Friday, 19 February 2010
Lenten Spiritual Reading
We are reviving the resolution we had last Lent of including each day on the blog an excerpt from our Lenten spiritual reading. Last year the seminary community read St Francis de Sales' Introduction to the Devout Life. This year we are reading, as Simon has already pointed out, Julian of Norwich's Revelations of Divine Love. I hope some of you find it helpful to follow our our reading of it here! This is the excerpt for today, written by Julian as a reflection upon seeing a vision of Our Lord crowned with thorns:
"We are able to pray to God because of his holy incarnation, his precious blood, his holy Passion, his beloved death and wounds.
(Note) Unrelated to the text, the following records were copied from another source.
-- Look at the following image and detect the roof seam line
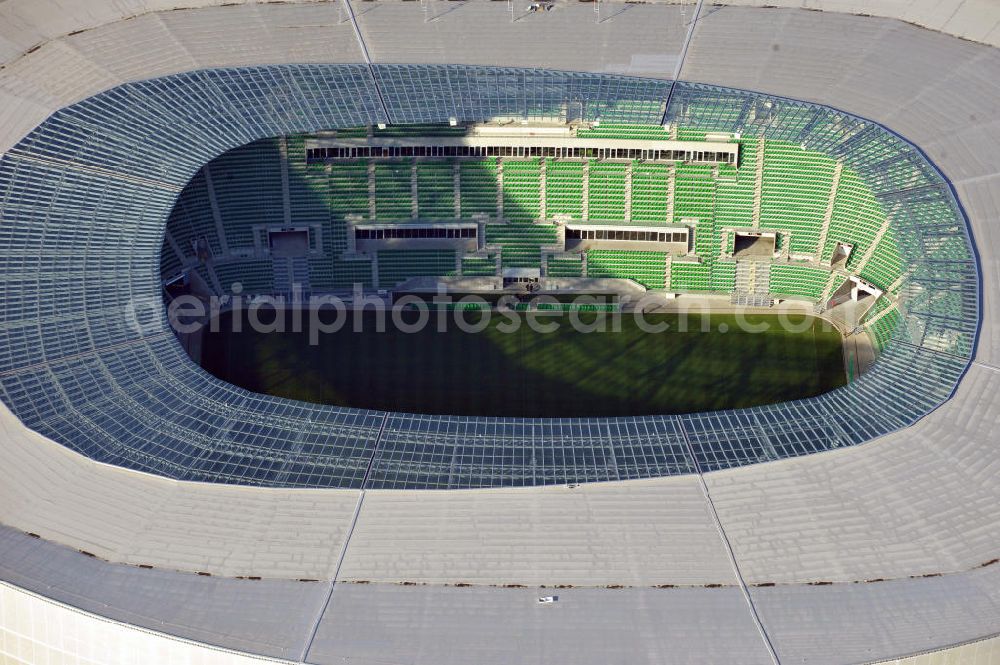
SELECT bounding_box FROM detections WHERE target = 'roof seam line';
[344,0,392,122]
[680,423,781,665]
[299,411,390,663]
[660,0,705,125]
And all our holy kinship with him, the eternal life that is the result of this, springs from his goodness. We pray to him because of the love of his sweet mother who bore him, and all the help that she gives us from his goodness. We pray by his holy cross on which he died, and all the help and strength that that cross gives us, comes from his goodness. In the same way, all the help that we have from special saints and all the holy company of heaven, the dear love, the holy and never-failing friendship that they give us, all stem from God's goodness. For God in his goodness has chosen many wonderful ways to help us to approach him. But the principle way is the holy nature which he took from the virgin Mary, with all the resulting means of grace which are part of out redemption and endless salvation. So it pleases him that we should seek him and praise him in these ways, knowing that he is the goodness behind it all.
To focus on the goodness of God is the highest form of prayer, and God's goodness comes down to meet us at our most basic need. It gives life to the soul and makes it live and grow in grace and virtue. God's goodness is closest to our human nature, and the most ready to bring us grace. It is that same grace which we seek now and will always seek until we know for certain that our God had completely enfolded us in himself."